How to use CUB and Thrust in one CUDA code

Question

I'm trying to introduce some CUB into my "old" Thrust code, and so have started with a small example to compare thrust::reduce_by_key with cub::DeviceReduce::ReduceByKey, both applied to thrust::device_vectors.

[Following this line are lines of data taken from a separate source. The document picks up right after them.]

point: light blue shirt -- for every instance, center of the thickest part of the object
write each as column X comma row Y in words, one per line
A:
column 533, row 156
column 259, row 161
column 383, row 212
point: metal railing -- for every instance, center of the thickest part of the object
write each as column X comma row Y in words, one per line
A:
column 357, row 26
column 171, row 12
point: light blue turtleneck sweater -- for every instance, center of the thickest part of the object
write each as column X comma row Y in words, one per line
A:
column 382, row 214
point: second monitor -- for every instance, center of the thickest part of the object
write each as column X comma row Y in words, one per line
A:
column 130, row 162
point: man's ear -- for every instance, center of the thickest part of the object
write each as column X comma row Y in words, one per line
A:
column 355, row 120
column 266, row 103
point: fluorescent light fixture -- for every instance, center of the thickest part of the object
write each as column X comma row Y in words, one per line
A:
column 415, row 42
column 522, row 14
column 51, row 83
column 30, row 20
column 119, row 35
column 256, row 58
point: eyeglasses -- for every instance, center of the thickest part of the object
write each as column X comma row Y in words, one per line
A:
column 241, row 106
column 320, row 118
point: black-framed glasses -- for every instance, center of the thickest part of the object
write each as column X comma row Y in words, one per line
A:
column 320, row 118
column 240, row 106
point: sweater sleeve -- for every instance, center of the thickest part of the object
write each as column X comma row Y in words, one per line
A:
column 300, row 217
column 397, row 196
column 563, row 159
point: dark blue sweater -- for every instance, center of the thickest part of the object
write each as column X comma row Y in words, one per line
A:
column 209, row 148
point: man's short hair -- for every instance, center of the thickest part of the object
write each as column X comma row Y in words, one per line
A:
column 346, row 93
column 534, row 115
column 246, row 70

The thrust part of the code is fine, but the CUB part, which naively uses raw pointers obtained via thrust::raw_pointer_cast, crashes after the CUB calls. I put in a cudaDeviceSynchronize() to try to solve this problem, but it didn't help. The CUB part of the code was cribbed from the CUB web pages.

On OSX the runtime error is:

libc++abi.dylib: terminate called throwing an exception
Abort trap: 6

On Linux the runtime error is:

terminate called after throwing an instance of 'thrust::system::system_error'
what():  an illegal memory access was encountered

The first few lines of cuda-memcheck are:

========= CUDA-MEMCHECK
========= Invalid __global__ write of size 4
=========     at 0x00127010 in /home/sdettrick/codes/MCthrust/tests/../cub-1.3.2/cub/device/dispatch/../../block_range/block_range_reduce_by_key.cuh:1017:void cub::ReduceByKeyRegionKernel<cub::DeviceReduceByKeyDispatch<unsigned int*, unsigned int*, float*, float*, int*, cub::Equality, CustomSum, int>::PtxReduceByKeyPolicy, unsigned int*, unsigned int*, float*, float*, int*, cub::ReduceByKeyScanTileState<float, int, bool=1>, cub::Equality, CustomSum, int>(unsigned int*, float*, float*, int*, cub::Equality, CustomSum, int, cub::DeviceReduceByKeyDispatch<unsigned int*, unsigned int*, float*, float*, int*, cub::Equality, CustomSum, int>::PtxReduceByKeyPolicy, unsigned int*, int, cub::GridQueue<int>)
=========     by thread (0,0,0) in block (0,0,0)
=========     Address 0x7fff7dbb3e88 is out of bounds
=========     Saved host backtrace up to driver entry point at kernel launch time

Unfortunately I'm not too sure what to do about that.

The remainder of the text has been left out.